Image
Credit: Ziggy

DIY Horror

IKEA sends cease & desist letter to horror game dev after comparisons

Swedish furniture giant IKEA has sued indie developer Ziggy, helmed by Jacob Shaw, who is behind the survival horror game The Store is Closed, with a cease and desist letter, claiming that the indicia resembles IKEA stores.

The game is a co-op survival horror game set in an infinite furniture store where players have to survive by crafting weapons using the furniture available in the store. 

IKEA’s letter claims that Shaw was not authorized to use IKEA indicia, highlighting various aspects of the furniture store in the game that mimic IKEA’s own stores from the blue and yellow sign, staff clothing, furniture designs, to the grey walkways.

IKEA claimed that the game was violating Section 43(a) of the U.S. Trademark Act, 15 U.S. C § 1125(a), which deals with unfair competition and false advertising.

Ziggy

Shaw defends himself

The timing couldn’t have been worse for Shaw, with the game in its final week of a Kickstarter campaign. The game has already raised £45,000 ahead and was set to release by 2024.

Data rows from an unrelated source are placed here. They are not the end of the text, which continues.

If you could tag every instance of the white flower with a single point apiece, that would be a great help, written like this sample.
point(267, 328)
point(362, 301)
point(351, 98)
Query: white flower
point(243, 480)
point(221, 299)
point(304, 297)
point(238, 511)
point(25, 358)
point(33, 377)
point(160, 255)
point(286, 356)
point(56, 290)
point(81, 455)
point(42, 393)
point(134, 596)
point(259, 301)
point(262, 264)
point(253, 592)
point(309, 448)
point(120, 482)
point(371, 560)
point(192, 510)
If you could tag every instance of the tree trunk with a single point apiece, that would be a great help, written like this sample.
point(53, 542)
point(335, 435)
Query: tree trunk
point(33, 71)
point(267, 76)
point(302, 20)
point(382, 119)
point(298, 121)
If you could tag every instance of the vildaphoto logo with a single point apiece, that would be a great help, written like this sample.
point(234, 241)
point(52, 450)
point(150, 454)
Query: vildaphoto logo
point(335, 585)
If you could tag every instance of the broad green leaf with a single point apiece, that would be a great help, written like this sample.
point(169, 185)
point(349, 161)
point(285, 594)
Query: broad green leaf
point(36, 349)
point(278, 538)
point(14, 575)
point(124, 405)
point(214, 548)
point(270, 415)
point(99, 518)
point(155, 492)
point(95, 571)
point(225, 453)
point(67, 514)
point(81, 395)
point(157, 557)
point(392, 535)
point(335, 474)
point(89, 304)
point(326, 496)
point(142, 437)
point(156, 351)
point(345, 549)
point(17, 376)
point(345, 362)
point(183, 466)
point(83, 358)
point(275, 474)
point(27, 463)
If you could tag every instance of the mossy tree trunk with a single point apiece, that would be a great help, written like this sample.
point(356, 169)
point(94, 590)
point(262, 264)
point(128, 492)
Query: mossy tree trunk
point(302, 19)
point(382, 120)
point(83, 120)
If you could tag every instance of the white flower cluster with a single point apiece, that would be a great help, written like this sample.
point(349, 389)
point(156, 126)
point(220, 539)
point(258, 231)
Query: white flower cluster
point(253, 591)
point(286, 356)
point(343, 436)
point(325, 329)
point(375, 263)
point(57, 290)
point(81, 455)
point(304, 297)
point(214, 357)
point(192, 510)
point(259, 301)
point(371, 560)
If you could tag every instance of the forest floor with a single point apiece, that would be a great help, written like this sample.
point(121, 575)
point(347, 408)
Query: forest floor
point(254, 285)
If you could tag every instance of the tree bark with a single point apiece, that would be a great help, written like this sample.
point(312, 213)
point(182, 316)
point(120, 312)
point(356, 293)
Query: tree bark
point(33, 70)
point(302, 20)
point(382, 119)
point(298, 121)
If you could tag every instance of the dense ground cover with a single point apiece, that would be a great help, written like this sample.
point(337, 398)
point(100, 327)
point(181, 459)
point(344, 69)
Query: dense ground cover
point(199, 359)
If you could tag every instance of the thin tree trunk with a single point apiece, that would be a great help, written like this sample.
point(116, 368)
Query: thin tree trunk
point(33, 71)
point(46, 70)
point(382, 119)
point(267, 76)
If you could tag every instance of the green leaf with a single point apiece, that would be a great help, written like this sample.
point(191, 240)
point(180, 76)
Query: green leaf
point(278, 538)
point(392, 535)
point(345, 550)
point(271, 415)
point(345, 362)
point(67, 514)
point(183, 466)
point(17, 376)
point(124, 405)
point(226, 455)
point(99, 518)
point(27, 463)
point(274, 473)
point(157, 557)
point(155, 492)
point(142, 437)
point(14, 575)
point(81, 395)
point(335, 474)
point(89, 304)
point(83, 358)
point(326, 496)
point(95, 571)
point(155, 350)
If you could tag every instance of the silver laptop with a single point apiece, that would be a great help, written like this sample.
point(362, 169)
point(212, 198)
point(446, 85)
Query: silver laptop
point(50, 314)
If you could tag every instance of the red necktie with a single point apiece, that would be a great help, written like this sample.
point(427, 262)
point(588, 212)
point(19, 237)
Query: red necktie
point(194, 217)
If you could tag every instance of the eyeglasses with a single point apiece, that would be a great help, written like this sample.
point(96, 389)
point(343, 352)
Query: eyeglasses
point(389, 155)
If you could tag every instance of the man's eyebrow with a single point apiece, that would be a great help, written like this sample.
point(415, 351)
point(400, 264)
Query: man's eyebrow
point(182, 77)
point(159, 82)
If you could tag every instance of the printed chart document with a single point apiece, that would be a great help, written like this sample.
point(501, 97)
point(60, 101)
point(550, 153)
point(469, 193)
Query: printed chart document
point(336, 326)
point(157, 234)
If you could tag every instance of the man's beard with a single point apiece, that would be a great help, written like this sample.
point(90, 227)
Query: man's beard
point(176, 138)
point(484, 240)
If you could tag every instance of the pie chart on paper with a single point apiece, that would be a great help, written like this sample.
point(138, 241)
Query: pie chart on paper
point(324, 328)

Shaw has expressed that the blue and yellow signage is only present on the main menu and that the furniture and store designs aren’t unique to IKEA – that they’re based on any generic furniture store.

The letter states that Shaw will be given 10 days to remove all the indicia that resemble an IKEA store. Shaw attempted to garner some sympathy, stating that all his energy in recent weeks was channeled towards the Kickstarter campaign, and how that’s all had to change because of the cease and desist letter from IKEA.

Could Shaw use the parody defense?

Some games like Rockstar’s popular Grand Theft Auto titles use the parody defense to avoid lawsuits. The games are known to have cars, stores, and restaurants that resemble real cars, stores, and restaurants, but are not identical to the same.  

This same defense doesn’t really apply to satire, which is strange considering the Grand Theft Auto games seem closer to satire than parody. Section 107 of the Copyright Act is the legal defense that the likes of Shaw could use to defend what would normally constitute copyright infringement, but he’ll have to prove that his game comes under the ambit of parody.

Shaw doesn’t have a lot of time by the looks of things.